Global ETD Search

1	Efficient techniques for streaming cross document coreference resolution Shrimpton, Luke William January 2017 (has links) Large text streams are commonplace; news organisations are constantly producing stories and people are constantly writing social media posts. These streams should be analysed in real-time so useful information can be extracted and acted upon instantly. When natural disasters occur people want to be informed, when companies announce new products financial institutions want to know and when celebrities do things their legions of fans want to feel involved. In all these examples people care about getting information in real-time (low latency). These streams are massively varied, people’s interests are typically classified by the entities they are interested in. Organising a stream by the entity being referred to would help people extract the information useful to them. This is a difficult task: fans of ‘Captain America’ films will not want to be incorrectly told that ‘Chris Evans’ (the main actor) was appointed to host ‘Top Gear’ when it was a different ‘Chris Evans’. People who use local idiosyncrasies such as referring to their home county (‘Cornwall’) as ‘Kernow’ (the Cornish for ‘Cornwall’ that has entered the local lexicon) should not be forced to change their language when finding out information about their home.
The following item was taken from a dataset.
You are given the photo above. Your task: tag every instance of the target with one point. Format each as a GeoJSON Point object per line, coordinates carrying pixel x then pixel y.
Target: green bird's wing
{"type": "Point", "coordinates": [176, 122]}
This thesis addresses a core problem for real-time entity-specific NLP: Streaming cross document coreference resolution (CDC), how to automatically identify all the entities mentioned in a stream in real-time. This thesis address two significant problems for streaming CDC: There is no representative dataset and existing systems consume more resources over time. A new technique to create datasets is introduced and it was applied to social media (Twitter) to create a large (6M mentions) and challenging new CDC dataset that contains a much more variend range of entities than typical newswire streams. Existing systems are not able to keep up with large data streams. This problem is addressed with a streaming CDC system that stores a constant sized set of mentions. New techniques to maintain the sample are introduced significantly out-performing existing ones maintaining 95% of the performance of a non-streaming system while only using 20% of the memory.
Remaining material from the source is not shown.